Я никогда не выбирал друзей по их должностям. Он стал моим другом до того, как вице-президентом, он был моим другом и в тюрьме…

Это мое личное дело. (I, 65)

(1996)

Он мой товарищ. Друг мой. Я люблю его. И всегда пытался уберечь от тех ошибок, которые он совершал и которые будет совершать…

Я уважаю его решение не выступать в качестве независимого кандидата <на выборах в Госдуму 1996 года> по одномандатному округу. Он пошел со своим движением. В этом, с одной стороны, достоинство, но, с другой стороны, в этом есть и легкомыслие.

Выборы, скорее всего, будут для него серьезным уроком… (I, 66)

(1998)

23 октября 1993-го я оказался единственным, кто публично не отрекся от Александра Владимировича. Я выступил тогда по телевидению и поддержал Руцкого, в тот момент уже обычного зэка.

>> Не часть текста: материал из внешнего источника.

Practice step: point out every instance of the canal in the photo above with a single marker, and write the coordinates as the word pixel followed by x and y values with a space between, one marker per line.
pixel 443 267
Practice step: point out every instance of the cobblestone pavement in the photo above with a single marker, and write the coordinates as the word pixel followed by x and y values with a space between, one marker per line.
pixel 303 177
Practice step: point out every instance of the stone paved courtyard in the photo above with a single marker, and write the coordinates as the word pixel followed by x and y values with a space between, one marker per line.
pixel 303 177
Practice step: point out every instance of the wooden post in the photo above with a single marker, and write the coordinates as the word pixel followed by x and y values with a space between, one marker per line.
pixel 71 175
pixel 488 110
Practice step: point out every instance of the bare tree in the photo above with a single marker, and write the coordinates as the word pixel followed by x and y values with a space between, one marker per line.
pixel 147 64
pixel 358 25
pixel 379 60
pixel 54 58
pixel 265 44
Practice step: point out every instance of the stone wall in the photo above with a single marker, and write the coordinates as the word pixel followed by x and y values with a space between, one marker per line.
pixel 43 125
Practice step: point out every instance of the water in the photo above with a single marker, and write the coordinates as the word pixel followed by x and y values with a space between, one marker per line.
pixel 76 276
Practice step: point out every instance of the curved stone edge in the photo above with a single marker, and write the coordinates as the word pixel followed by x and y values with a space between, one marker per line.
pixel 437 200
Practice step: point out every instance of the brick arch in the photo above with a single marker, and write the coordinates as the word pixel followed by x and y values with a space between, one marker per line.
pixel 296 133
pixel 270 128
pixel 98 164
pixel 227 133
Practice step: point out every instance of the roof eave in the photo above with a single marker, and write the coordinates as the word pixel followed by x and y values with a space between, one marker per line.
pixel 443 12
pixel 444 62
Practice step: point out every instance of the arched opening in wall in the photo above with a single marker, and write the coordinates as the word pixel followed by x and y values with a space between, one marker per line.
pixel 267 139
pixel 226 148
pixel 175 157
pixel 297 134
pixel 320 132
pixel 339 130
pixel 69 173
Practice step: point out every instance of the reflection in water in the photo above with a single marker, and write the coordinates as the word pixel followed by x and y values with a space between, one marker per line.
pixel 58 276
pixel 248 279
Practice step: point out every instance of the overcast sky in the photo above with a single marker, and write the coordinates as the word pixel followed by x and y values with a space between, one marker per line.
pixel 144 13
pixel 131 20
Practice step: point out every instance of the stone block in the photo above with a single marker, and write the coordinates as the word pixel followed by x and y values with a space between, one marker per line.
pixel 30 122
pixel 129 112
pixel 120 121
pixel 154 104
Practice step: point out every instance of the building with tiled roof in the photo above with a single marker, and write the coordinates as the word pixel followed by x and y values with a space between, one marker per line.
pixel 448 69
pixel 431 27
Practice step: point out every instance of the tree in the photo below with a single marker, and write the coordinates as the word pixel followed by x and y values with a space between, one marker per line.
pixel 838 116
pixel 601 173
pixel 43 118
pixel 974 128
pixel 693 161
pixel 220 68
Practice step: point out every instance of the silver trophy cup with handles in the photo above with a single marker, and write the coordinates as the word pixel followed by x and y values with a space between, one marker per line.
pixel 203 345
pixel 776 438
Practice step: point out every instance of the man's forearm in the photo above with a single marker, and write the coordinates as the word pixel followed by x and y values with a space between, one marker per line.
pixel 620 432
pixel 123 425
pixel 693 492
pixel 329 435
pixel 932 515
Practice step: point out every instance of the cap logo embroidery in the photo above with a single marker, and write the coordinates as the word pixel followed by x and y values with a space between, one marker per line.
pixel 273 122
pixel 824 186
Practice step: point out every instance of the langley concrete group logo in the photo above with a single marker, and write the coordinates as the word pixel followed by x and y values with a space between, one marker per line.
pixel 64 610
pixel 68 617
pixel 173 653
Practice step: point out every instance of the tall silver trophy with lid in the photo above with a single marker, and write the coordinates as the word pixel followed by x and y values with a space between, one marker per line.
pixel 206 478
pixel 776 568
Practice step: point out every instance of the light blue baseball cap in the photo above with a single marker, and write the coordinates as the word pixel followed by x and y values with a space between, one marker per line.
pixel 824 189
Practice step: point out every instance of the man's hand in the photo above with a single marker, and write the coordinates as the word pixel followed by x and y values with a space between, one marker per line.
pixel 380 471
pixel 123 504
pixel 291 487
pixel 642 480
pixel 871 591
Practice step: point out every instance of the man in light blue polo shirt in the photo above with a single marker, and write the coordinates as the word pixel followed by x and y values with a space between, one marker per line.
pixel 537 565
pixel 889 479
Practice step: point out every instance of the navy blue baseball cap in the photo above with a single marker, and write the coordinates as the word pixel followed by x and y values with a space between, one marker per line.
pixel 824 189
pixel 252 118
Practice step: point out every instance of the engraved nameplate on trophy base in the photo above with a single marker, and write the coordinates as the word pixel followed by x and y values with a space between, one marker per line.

И, поверьте, мне страшно было это делать, но иначе поступить я не мог… (I, 75)

(2005)

Интервьюер: А как Руцкой себя чувствует сейчас? Где он? Я видел его полгода назад в церкви у нас там, в Аксиньино. Что-то делает, у него есть проект коммерческий. Не думаю, что он счастлив, но, по крайней мере, полон достоинства. Не опустился. (II, 49)

РЫНОК

(1993)

Рынок – это не базар.

Это значит, что свобода принесла нам возможность и право стоять со своей рубашкой, а не с чужой, и предлагать ее на продажу.

Но посмотрите, во что это превратилось в результате.

Генеральские мундиры, ордена, фуражки, знаки отличия, то есть то, что было знаком, который достигался гигантским трудом, трудом служения Отечеству, висит на Арбате.

И это может купить – любой!

Вы можете представить себе державу, которая себя уважает, например, Францию или Америку, которая продает с молотка на улице знаки государственного отличия?.. (V, 1)

РЯЗАНОВ

(1985)

Драгоценное качество Рязанова как режиссера еще и в том, что участники его фильма по окончании съемок не спешат разбежаться в разные стороны, как это часто бывает, не ощущают, что смертельно надоели друг другу, но, напротив, сохраняют желание общаться не меньше, чем в начале работы.

Такая атмосфера особенно важна для актера, особенно начинающего. (II, 10)

С

САМОЕДСТВО (1984)

Очень многие люди, к несчастию своему, обладают неистребимым качеством: самоедством. Данная черта характера природой мне отпущена вволю.

За ответом нет уже ничего, ответ мертв, жизнь – в вопросах. Наваливаются разрешимые и, главное, неразрешимые проблемы – и ты воюешь, споришь, ищешь выхода.